Kritiek op onderzoek zwembadmoord Marum: 'Ik doe dit werk al 16 jaar, maar zo erg heb ik het nog nooit gezien'

Foto: ANP
Visser wijst op een door de politie vervalste paraaf onder een politieverhoor (‘een doodzonde’). Ook rammelen de verklaringen van de kroongetuige in deze zaak aan alle kanten en blijkt een door hem geleverd bewijsstuk - een telefoon met sms-gesprekken - vervalst. Daarnaast zette justitie een zeer intimiderende undercoveragent in én kwam ze met een dubieuze verklaring van nog een criminele getuige.
Onduidelijk wie opdracht gaf voor de liquidatie
Verkoper van motoronderdelen Jan Elzinga werd in 2012 op klaarlichte dag van zijn fiets geschoten voor het zwembad in Marum. Een jaar later werden twee mannen veroordeeld voor de moord, zonder dat ooit duidelijk is geworden wie opdracht gaf voor de liquidatie.
Willem P. moest 20 jaar zitten maar kwam vorig jaar al vrij dankzij belastende verklaringen die hij na jaren detentie aflegde over de schoonfamilie van Elzinga. P. zegt dat de liquidatie een opdracht was van de familie, die daarvoor 30.000 euro betaalde, geld van Elzinga zelf volgens hem. Het motief: Elzinga zou zijn partner Monique H. mishandelen en moest uit de weg geruimd.
Monique en haar broer Marcel H. zaten vlak na de moord 13 dagen vast. Maar bewijs dat zij achter de moord zaten ontbrak, de zaak tegen hen werd geseponeerd.
Undercoveragent doet zich voor als crimineel
Vorig jaar werden zus en broer opnieuw opgepakt, met hun moeder, na opmerkelijk optreden van politie. Een undercoveragent deed zich voor als crimineel en gaf de moeder een telefoon met tekstberichten tussen haar zoon Marcel en moordenaar Willem P. De conversatie ging over de moord.
Met de berichten op de telefoon was echter geknoeid, ontdekte advocaat Visser. De volgorde van de berichten klopte niet. Sommige antwoorden waren als concept opgesteld voordat de bijbehorende vraag was getypt ,,Dit gesprek is verzonnen’’, meent hij. Toen de familie de telefoon toegespeeld kreeg - vals of niet - zorgde die voor paniek bij broer, zus en moeder, zo blijkt uit afgeluisterde gesprekken. Het drietal werd korte tijd later opgepakt.
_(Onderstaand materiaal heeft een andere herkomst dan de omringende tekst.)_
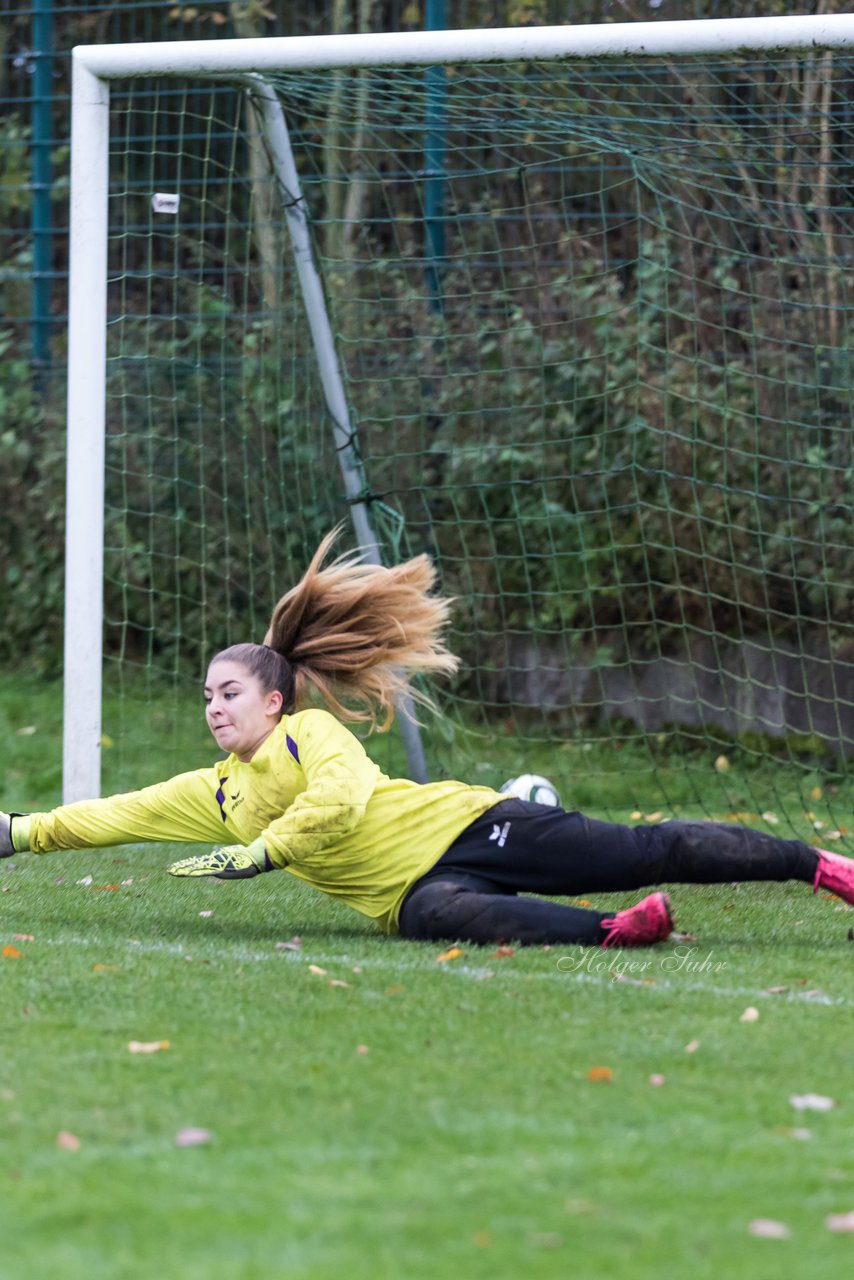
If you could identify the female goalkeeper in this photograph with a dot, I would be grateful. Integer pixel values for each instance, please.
(296, 791)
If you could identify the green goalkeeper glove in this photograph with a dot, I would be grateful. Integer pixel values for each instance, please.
(7, 848)
(233, 862)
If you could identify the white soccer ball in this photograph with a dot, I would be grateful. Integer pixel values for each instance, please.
(531, 786)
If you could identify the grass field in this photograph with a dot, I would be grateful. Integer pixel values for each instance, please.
(355, 1106)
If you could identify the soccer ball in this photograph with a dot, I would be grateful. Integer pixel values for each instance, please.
(531, 786)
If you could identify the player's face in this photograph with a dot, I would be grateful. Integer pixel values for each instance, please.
(238, 713)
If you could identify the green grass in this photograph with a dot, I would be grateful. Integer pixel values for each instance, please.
(427, 1119)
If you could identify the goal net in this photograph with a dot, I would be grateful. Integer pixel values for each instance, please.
(590, 319)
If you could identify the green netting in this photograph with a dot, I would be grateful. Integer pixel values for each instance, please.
(594, 327)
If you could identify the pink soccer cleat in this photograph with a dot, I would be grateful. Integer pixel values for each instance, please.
(836, 874)
(651, 920)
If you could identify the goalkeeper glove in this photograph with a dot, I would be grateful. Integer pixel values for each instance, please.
(233, 862)
(7, 848)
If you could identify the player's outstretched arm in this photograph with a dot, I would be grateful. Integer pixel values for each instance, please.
(7, 848)
(233, 862)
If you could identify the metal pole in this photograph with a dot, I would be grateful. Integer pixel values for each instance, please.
(434, 151)
(214, 58)
(284, 169)
(86, 429)
(41, 211)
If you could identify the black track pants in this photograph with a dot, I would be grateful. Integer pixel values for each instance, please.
(521, 848)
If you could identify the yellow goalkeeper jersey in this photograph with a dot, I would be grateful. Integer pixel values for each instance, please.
(327, 814)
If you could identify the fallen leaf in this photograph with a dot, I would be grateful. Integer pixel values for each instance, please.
(840, 1221)
(767, 1229)
(811, 1102)
(192, 1137)
(547, 1240)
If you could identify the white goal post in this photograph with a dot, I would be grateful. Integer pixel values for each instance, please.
(243, 62)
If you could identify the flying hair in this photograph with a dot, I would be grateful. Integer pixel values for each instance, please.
(356, 632)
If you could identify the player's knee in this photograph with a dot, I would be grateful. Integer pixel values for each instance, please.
(441, 909)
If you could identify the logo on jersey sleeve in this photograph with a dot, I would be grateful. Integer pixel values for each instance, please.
(220, 798)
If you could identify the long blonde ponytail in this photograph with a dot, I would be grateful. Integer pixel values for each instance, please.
(356, 632)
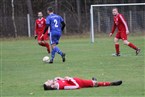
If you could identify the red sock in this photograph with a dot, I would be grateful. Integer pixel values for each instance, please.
(42, 44)
(117, 48)
(103, 84)
(132, 46)
(48, 47)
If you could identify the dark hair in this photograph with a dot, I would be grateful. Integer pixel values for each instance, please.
(115, 8)
(50, 9)
(47, 87)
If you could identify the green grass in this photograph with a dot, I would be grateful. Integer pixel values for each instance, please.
(23, 72)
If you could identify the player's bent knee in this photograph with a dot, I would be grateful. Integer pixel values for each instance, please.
(125, 42)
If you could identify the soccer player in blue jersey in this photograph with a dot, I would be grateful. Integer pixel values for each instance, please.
(56, 24)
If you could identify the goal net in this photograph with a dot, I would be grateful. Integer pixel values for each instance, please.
(102, 18)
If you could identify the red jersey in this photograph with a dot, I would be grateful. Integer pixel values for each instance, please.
(120, 23)
(74, 83)
(40, 25)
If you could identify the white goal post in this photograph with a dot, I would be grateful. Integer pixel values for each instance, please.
(105, 5)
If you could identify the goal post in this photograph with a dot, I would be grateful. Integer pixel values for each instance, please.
(106, 6)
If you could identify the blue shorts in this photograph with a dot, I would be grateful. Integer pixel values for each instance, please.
(54, 37)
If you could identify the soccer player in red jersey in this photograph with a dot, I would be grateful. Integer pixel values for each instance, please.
(120, 23)
(40, 25)
(69, 83)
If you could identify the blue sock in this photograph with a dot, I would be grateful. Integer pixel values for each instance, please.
(58, 50)
(53, 53)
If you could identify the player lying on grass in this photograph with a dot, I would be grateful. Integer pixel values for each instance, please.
(40, 25)
(122, 33)
(69, 83)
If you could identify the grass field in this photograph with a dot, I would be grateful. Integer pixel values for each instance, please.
(23, 72)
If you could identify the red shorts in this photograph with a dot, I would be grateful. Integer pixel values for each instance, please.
(45, 37)
(84, 83)
(121, 35)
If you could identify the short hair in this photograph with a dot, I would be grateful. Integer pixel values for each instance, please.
(50, 9)
(114, 8)
(47, 87)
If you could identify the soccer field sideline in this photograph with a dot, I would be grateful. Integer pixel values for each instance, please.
(17, 67)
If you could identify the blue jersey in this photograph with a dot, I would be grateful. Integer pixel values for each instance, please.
(54, 21)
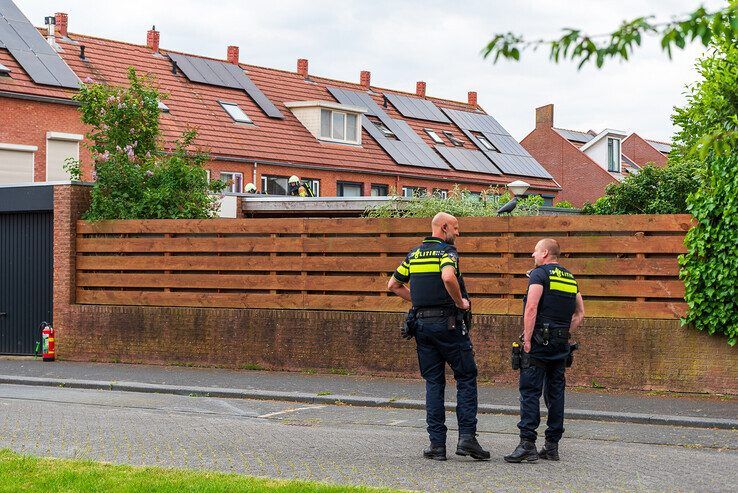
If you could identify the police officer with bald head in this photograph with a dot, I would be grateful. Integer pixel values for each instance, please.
(437, 295)
(553, 308)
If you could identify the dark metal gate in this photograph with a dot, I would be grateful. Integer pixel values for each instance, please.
(26, 266)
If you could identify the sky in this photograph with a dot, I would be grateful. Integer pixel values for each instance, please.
(435, 41)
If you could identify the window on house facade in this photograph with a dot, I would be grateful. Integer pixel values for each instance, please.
(349, 189)
(340, 126)
(235, 112)
(486, 143)
(379, 190)
(383, 128)
(613, 155)
(433, 135)
(414, 191)
(453, 139)
(234, 181)
(274, 185)
(313, 184)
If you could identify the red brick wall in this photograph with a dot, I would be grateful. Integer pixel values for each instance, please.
(615, 353)
(581, 179)
(641, 152)
(26, 123)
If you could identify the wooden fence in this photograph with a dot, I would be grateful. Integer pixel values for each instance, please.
(626, 265)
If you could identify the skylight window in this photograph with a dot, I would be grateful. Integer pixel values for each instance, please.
(433, 135)
(453, 139)
(383, 128)
(236, 112)
(486, 143)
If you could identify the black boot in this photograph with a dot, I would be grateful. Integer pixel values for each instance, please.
(435, 452)
(468, 445)
(550, 451)
(525, 451)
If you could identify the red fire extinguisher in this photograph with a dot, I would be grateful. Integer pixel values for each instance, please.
(47, 342)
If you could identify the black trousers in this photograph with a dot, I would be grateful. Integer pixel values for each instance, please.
(551, 382)
(437, 346)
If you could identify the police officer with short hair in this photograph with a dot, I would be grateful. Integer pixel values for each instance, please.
(553, 308)
(432, 270)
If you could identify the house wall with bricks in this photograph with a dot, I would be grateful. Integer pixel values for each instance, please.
(581, 179)
(616, 353)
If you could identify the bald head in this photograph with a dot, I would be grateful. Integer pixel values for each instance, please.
(547, 251)
(445, 226)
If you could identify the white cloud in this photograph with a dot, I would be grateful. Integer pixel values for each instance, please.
(437, 41)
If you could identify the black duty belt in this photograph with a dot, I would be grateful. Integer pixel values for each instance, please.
(433, 312)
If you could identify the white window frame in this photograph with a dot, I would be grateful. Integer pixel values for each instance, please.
(229, 188)
(434, 136)
(228, 106)
(332, 137)
(614, 159)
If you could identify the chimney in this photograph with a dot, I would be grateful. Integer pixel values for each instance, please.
(366, 78)
(420, 88)
(471, 98)
(302, 67)
(233, 55)
(152, 39)
(544, 116)
(62, 20)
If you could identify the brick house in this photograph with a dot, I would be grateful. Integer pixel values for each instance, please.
(263, 125)
(585, 162)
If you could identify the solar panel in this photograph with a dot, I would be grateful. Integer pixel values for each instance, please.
(512, 158)
(467, 159)
(417, 108)
(31, 51)
(409, 149)
(223, 74)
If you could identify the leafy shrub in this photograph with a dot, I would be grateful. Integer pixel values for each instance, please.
(135, 178)
(708, 124)
(460, 203)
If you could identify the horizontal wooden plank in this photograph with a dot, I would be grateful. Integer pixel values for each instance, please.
(678, 223)
(593, 308)
(238, 263)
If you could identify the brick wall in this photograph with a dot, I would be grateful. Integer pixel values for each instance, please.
(26, 123)
(641, 152)
(581, 179)
(616, 353)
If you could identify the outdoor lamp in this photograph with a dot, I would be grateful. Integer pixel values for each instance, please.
(518, 188)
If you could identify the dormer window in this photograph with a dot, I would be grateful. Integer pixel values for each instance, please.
(235, 112)
(433, 135)
(453, 139)
(383, 128)
(613, 155)
(329, 121)
(338, 125)
(486, 143)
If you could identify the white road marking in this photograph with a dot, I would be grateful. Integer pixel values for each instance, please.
(277, 413)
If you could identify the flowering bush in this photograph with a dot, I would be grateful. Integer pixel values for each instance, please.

Je mag een verdachte niet confronteren met leugens
Visser noemt de paniekerige reactie logisch: ,,Ze werden geconfronteerd met een conversatie die niet heeft plaatsgehad maar wel heel belastend is. Bovendien was Marcel in deze zaak door het openbaar ministerie al eerder als verdachte aangemerkt. Hoeveel waarde moet je vervolgens hechten aan een reactie op zoiets? Je mag een verdachte niet confronteren met leugens om zo een bekentenis te ontlokken.’‘
Hij vraagt zich af of de politie niet wist dat de conversatie op de door de kroongetuige geleverde telefoon vals was. ,,Hoe kan het dat de politie dit niet zag? Kwaadwilligheid of laksheid?”